What does superwash really mean?

Digression Over...for now

I enjoyed Friday's lecture and also enjoyed trying to figure out the stitch pattern for her dress. It was darling, as was all of her outfits.
Lily Chin

Saturday
I doubt anyone who met me would ever call me fashion forward or even fashion conscious. It may surprise everyone I know that as a child I used to fantasize about designing fashion. I also wanted to be a teacher, brick layer, banker and florist, but that's beside the point. I never dreamed of wearing fashions. Instead my imagination had me sitting behind a drawing board and sewing machine making fashions for others.
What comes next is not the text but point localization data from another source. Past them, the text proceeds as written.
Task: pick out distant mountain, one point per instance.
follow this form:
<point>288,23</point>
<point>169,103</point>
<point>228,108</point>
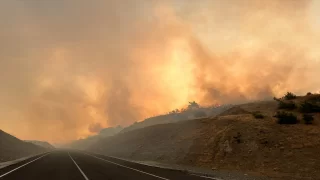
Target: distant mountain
<point>174,117</point>
<point>13,148</point>
<point>89,141</point>
<point>41,143</point>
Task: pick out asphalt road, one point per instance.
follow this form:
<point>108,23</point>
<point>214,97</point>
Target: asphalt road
<point>74,165</point>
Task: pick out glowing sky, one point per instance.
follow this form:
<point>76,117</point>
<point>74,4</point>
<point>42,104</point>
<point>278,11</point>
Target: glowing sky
<point>70,68</point>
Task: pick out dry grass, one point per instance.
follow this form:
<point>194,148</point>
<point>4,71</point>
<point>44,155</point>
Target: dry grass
<point>234,140</point>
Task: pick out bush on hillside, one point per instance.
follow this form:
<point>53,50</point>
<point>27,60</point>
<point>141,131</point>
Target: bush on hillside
<point>258,115</point>
<point>286,118</point>
<point>309,107</point>
<point>289,96</point>
<point>308,118</point>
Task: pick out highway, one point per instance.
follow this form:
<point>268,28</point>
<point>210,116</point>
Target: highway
<point>76,165</point>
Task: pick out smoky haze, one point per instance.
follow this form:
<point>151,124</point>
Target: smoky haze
<point>70,68</point>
I have long since recognized that I do not posses the patience, skills or eye to make that childhood fantasy a reality. Since then, my inspiration for designing has atrophied. It is there and I occasionally have a twinge but I never get up and do anything about it.
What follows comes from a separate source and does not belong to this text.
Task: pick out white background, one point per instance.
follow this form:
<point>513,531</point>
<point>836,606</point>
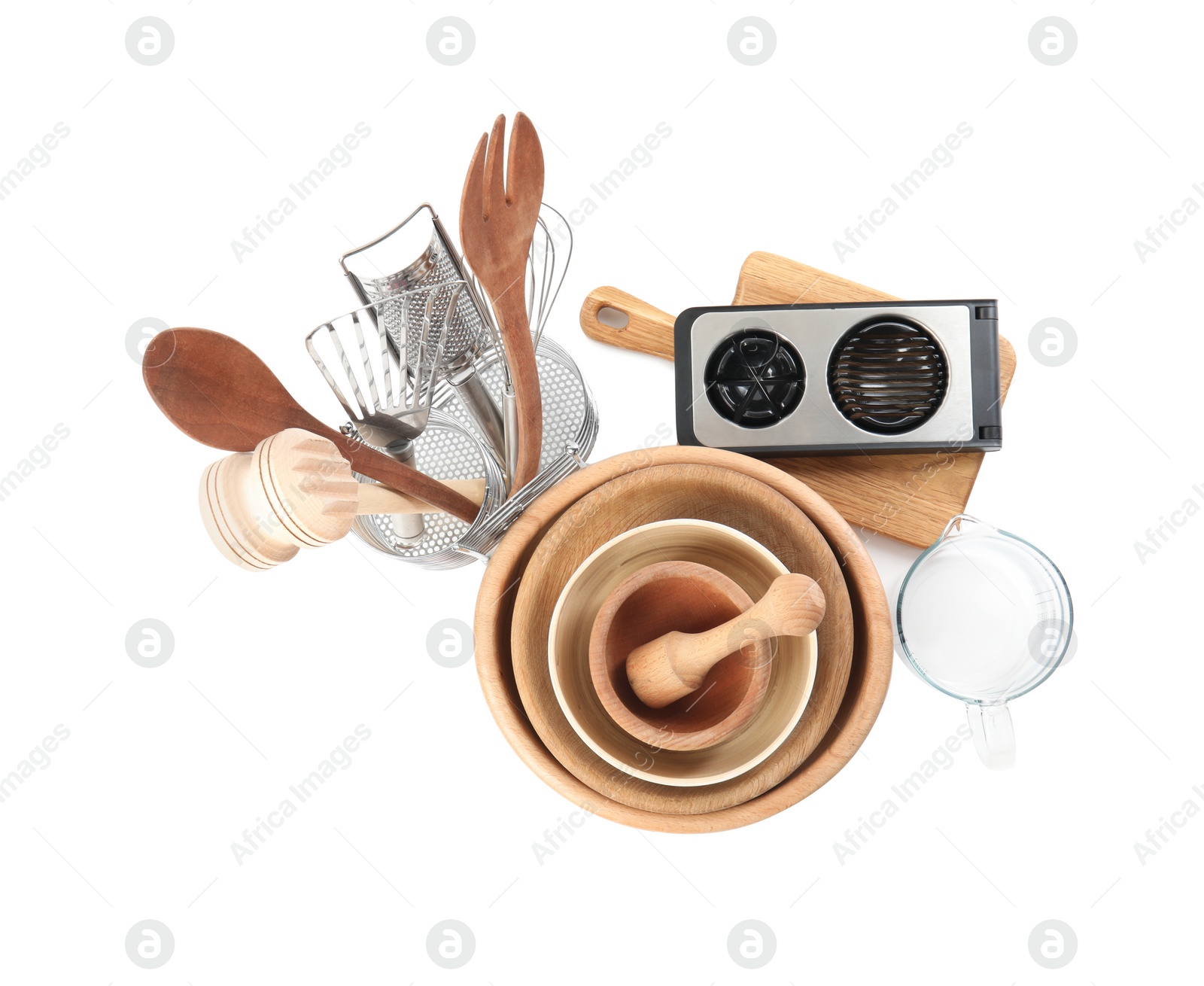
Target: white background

Enter Lily Chin. Lily gave two related lectures on Saturday. One was called Design Inspiration and the other called Interpreting Fashion Trends. I am inspired. I found myself putting down the needles and picking up the notebook. She gave some good resources for knitwear designers to anticipate trends. Unfortunately, most of the fashion forecast publications for knitwear--such as Collezioni Trends--are very expensive. Like $80 an issue expensive. Luckily this is the age of the internet and googling 'fashion forecast' will get you many sites that provide similar information at little or no charge.
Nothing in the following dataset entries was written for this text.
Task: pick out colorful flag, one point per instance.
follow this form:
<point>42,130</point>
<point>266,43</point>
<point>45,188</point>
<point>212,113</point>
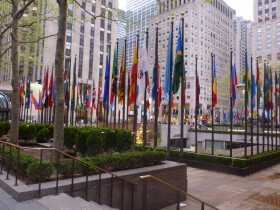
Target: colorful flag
<point>233,83</point>
<point>246,79</point>
<point>214,85</point>
<point>93,97</point>
<point>121,90</point>
<point>156,90</point>
<point>27,93</point>
<point>114,79</point>
<point>133,78</point>
<point>21,91</point>
<point>179,66</point>
<point>73,87</point>
<point>106,82</point>
<point>197,91</point>
<point>35,102</point>
<point>259,84</point>
<point>167,76</point>
<point>50,92</point>
<point>143,71</point>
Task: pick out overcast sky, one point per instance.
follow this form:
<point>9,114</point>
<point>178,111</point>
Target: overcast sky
<point>242,7</point>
Here is where I apologize for the crappy pictures. They looked darling on my camera screen, but the low light and shaky hand means a bad picture full size. Lily showed us many of her own pieces that were translated from trends. What I found especially interesting was her 'inspiration' pieces. I am obsessed with the sweater on the left. Lily is wearing her own pattern, Grecian Plaits. Can you figure out what the inspiration for the sweater on the left was? This is why I love Lily Chin. Who else would be inspired by the bathroom rug and turn it in to a comfy sweater? I doubt I would make this color and I would probably change some of the elements, but I loved parts of this so much that I ordered the issue of Knitters I thought it was in. Alas, it was the wrong issue. Anyone have any idea which issue this is in?

Sunday
This is where Lily really shines as a teacher. I was missing one tiny and crucial step to making flawless short rows. It was worth the cost of the class for the 10 seconds worth of instruction that revealed that one crucial step I was missing. The rest of this great class was bonus. I walked away with a lot of ideas on how to use short rows and even more design ideas. Now I just need time to knit!

I enjoyed getting to know her a little bit as a person instead of as a media personality. We have a bit in common, including work experience, both living in one bedroom apartments and vice of choice. Of course, even our similarities had great big differences. She started work at 13 in a factory and I started at 12 at a sno-cone stand; I live in a hovel in St. Louis and she lives in Manhattan; She still enjoys her vice and I miss mine terribly. Still, I enjoyed making a personal connections, especially to a knitter and crocheter I have long admired for her fearlessness. After class I help Lily pack up and take her luggage out. She discovered that her flight had been canceled. I never heard if she made it home easily or not. Hopefully she did!

*Cascade is coming out with a new yarn that I am excited to try. It is not a chemically treated superwash but the dense tight twist allows it to be machine washable without fuzzing or shrinking. I played with a machine washed sample, but I can't wait to get my hands on a ball and try it out for myself.